When plastic shrinks to that scale, it behaves less like a pebble and more like smoke. It can slip through tiny gaps, spread through water more easily, and end up inside animals that never bite plastic bags or bottle caps.
A U.S. government summary of a January 2024 study shows how common those tiny pieces may be in daily life. Using a laser-based method, researchers measured about 240,000 plastic particles in a bottle holding about 34 fluid ounces of water, with most of those pieces in the nanoplastic range. How do you filter something you cannot even see?
What this could mean for seafood
On its own, a fiddler crab is not usually someone’s dinner. But it is dinner for many birds and fish, and those predators can pass whatever they eat up the chain, step by step, until it reaches larger species people actually buy at the grocery store.
The key detail in the crab study is that plastic was found not only in the gut but also in the gills, which are in constant contact with the water the animal breathes. That raises a practical question for follow-up work, which tissues hold onto the smallest particles, and for how long.
When it comes to human health, the most responsible answer right now is also the most frustrating one. The U.S. Food and Drug Administration notes that studies have reported microplastics and nanoplastics in foods including seafood, but the current evidence does not show that the levels detected in foods pose a risk to human health, in part because measurement methods are still inconsistent. So your shrimp basket is not a verdict, but it is part of a bigger monitoring puzzle.

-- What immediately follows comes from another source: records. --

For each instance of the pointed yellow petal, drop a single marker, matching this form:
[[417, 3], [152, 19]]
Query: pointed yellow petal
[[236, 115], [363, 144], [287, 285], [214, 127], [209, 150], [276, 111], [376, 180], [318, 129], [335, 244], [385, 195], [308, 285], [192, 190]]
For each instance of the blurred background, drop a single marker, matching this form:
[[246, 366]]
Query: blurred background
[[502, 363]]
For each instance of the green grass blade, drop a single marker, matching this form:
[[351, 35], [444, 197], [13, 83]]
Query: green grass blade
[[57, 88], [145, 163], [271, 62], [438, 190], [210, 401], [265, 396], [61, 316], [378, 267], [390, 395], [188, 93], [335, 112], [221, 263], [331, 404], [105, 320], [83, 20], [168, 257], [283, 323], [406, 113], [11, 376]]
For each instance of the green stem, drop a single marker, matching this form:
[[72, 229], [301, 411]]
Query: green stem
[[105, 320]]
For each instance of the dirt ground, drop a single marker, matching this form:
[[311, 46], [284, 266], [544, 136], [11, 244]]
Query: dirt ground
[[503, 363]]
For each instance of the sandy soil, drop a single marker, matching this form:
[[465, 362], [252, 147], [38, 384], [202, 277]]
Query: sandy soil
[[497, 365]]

Why it matters beyond one shoreline
This study adds to a bigger shift in how scientists think about plastic pollution. Sunlight, waves, and sand can slowly break plastics down, but living creatures can also change plastic’s shape and size, sometimes on surprisingly short timelines.
That is not necessarily good news. Faster fragmentation can mean faster dispersal, and smaller particles are harder for cleanup tools, filters, and even lab tests to catch, which complicates everything from beach cleanups to seafood monitoring.
Related research in Marine Environmental Research reports that many mangrove organisms can physically wear down plastic surfaces through a process known as bioerosion. It suggests mangrove mud can act like a workshop where plastic gets scuffed up long before it ever reaches open ocean.